T. pratense L. T. noricum Wulfen
Rz. sottile (2-3 mm) talora fittonante
F. (in alto) e picciuoli subglabri
Segm. ellittici a obovati, ottusi, arrotondati o
bilobi
Calice con dente inf. 1.2-2 volte più lungo degli altri
Rz. grosso 5-8 mm, orizzontale
F. e picciuoli con peli patenti di 1.5 mm
Segm. generalm. lanceolati e ± acuti Calice con denti subeguali
1 Capolini grandi (2-4 cm) con fi. inf. patenti o inclinati verso il basso (così che le corolle ricoprono completam. i calici)
  2 Corolla di colore roseo-violetto. persistente nel secco. Pianta di portam. variabile, ma con pelosità ridotta o nulla; stipole (15-22 mm) lanceolate con resta lunga ⅓-¼ della parte espansa; segm. di misure variabili; capolini generalm. singoli. - Il tipo più comune in tutto il terr. Sp. Trifolium pratense subsp. pratense
  2 Corolla di colore lattiginoso. ± soffusa di roseo verso l'apice, bruna nel secco.
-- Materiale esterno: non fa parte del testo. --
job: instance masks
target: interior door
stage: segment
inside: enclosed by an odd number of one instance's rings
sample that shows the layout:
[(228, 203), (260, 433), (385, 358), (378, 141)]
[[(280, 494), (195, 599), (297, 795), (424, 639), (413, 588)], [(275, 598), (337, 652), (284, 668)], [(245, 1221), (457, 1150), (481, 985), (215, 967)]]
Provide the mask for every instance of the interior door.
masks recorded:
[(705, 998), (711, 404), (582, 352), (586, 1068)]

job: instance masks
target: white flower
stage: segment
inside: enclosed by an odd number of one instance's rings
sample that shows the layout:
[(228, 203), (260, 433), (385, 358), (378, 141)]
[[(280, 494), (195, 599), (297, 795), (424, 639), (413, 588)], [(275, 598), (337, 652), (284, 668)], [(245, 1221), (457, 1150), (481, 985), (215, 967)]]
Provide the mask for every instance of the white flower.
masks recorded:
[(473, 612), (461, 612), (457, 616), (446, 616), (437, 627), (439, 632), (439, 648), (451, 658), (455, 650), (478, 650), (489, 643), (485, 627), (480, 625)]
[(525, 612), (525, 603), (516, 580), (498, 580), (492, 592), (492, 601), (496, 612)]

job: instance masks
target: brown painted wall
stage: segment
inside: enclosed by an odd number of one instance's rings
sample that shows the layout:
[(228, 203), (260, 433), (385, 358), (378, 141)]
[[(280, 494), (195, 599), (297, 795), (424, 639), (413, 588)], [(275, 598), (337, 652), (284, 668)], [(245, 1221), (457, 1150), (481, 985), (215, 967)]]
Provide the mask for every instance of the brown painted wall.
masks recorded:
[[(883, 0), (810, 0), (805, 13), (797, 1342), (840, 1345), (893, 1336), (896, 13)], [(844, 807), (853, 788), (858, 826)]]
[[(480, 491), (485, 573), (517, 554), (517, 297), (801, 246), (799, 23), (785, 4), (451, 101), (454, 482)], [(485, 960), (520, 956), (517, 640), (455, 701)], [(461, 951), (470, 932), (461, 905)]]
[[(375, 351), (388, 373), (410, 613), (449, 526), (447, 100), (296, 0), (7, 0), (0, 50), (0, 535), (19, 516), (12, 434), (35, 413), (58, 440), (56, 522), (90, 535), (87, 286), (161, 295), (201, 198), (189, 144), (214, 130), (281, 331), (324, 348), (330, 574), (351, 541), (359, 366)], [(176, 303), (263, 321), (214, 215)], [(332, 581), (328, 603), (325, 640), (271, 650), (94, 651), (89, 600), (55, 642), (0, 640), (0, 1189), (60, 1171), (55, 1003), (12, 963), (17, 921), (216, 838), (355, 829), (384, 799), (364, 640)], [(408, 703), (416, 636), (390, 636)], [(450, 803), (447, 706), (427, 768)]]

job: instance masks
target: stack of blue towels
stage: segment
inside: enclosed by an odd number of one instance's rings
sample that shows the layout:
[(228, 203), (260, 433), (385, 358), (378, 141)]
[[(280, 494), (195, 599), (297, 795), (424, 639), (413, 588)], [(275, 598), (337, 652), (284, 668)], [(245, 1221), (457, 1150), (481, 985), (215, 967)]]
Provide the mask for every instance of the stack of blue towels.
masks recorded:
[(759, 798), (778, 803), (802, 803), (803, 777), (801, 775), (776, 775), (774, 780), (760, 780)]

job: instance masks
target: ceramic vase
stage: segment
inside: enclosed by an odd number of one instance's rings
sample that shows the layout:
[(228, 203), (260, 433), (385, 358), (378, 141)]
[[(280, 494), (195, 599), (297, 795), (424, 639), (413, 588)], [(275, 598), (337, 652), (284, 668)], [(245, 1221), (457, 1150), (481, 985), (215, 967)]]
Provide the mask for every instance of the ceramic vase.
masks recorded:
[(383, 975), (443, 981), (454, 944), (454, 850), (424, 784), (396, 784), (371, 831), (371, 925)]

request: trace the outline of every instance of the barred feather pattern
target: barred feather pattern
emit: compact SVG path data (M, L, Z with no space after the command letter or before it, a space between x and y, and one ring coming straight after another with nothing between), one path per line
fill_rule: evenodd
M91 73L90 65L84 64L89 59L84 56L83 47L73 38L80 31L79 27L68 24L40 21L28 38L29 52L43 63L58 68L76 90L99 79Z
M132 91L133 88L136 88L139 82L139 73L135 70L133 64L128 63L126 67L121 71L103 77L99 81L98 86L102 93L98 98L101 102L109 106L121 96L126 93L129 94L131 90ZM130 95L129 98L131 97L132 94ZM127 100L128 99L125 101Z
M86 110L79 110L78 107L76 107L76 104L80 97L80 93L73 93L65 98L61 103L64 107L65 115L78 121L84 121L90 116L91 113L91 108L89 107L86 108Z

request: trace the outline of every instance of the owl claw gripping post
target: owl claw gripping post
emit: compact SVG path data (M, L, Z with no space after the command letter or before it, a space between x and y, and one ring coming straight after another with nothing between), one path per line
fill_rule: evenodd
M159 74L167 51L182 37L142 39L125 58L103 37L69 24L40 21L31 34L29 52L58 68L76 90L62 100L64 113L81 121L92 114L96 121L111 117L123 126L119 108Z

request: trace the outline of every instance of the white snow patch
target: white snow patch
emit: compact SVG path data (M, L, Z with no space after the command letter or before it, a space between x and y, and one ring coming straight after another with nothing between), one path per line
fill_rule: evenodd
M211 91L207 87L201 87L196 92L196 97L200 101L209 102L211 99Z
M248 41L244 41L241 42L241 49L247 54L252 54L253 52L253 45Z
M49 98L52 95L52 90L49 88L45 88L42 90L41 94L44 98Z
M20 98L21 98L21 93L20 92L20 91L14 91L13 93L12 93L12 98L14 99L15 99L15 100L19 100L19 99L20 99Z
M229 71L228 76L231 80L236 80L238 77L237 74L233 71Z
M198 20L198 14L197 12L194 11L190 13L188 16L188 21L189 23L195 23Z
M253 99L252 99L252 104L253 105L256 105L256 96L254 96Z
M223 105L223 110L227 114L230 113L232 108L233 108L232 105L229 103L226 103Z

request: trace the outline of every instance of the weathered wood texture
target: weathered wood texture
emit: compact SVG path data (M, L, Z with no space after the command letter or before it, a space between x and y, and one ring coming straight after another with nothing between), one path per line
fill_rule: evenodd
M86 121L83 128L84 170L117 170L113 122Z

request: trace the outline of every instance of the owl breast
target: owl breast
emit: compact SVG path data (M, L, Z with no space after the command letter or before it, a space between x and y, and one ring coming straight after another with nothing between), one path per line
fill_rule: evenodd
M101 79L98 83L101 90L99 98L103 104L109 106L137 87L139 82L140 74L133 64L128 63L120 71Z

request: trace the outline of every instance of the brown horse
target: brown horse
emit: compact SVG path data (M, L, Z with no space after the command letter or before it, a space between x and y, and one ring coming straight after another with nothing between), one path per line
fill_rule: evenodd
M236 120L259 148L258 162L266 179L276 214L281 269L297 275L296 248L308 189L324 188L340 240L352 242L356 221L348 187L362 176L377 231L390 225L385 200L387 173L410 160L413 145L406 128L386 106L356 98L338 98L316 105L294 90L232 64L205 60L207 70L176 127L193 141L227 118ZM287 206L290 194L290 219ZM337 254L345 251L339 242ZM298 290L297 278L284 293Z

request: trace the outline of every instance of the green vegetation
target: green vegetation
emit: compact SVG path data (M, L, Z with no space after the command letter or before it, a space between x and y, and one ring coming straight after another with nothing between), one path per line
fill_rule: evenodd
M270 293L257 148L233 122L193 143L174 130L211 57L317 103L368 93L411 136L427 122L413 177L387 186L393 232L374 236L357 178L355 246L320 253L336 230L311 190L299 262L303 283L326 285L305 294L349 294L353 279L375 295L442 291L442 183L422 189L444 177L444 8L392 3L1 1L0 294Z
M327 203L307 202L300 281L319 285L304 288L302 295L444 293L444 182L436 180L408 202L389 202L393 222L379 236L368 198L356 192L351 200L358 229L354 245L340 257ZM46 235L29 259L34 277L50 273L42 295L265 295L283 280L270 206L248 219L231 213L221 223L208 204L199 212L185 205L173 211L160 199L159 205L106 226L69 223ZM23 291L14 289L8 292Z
Pianta robusta (12-25 cm). con pelosità densa; stipole (15-22 mm) ovate, con resta lunga ¼-⅙ della parte espansa; segm. oblanceolati a obovati. generalm. 9-17 X 18-33 mm. all'apice arrotondati o bilobi; capolini apicali spesso appaiati. -Pascoli subalpini sulle Alpi Orient. : R.( = T. nivale Sieber; T. prat. var. alpinum Auct. an Hoppe et var. frigidum Auct. an Gaudin) Sp. Trifolium pratense subsp. nivale
1 Capolini piccoli (diam. 1.2-2 cm) con fi. inf. diretti verso l'alto (così che i calici formano un cuneo ben evidente alla base dell'inflor.). Pianta ridotta (5-10 cm) con densa pelosità appressata: stipole (5-7 mm) ± ovate con resta lunga ¼-⅙ della parte espansa; segm. obovati a cordati, generalm. 4-8 X 6-10 mm. quasi sempre profondam. bilobi; corolla di colore roseo-violetto persistente nel secco, ovv. pallida; capolini sempre singoli. -Pascoli subalpini sull'App. Centro-Merid. ed in Sic. (T. prat. var. semipurpureum Strobl; id. var. flavicans Guss. non Ser.; incl. var. silanum Fiori) Sp. Trifolium pratense subsp. semipurpureum

Diffusione:

Italia Piemonte Valle d'Aosta/Vallée d'Aoste Lombardia Trentino-Alto Adige/Südtirol Veneto Friuli-Venezia Giulia Liguria Emilia Romagna Toscana Umbria Marche Lazio Abruzzo Molise Campania Puglia Basilicata Calabria Sicilia Sardegna

Portamento : ↓ Pianta perenne erbacea

Progressivo : 1879

Autore : Linneo

Nome Italiano : Trifoglio pratense; Trifoglio violetto; Trifoglio rosso

Codifica numerica : 3690063

Forma biologica : H scap

Altezza : 1-4(-10) dm

Tipo di vegetazione : Prati, pascoli, incolti, anche coltiv. come foraggera.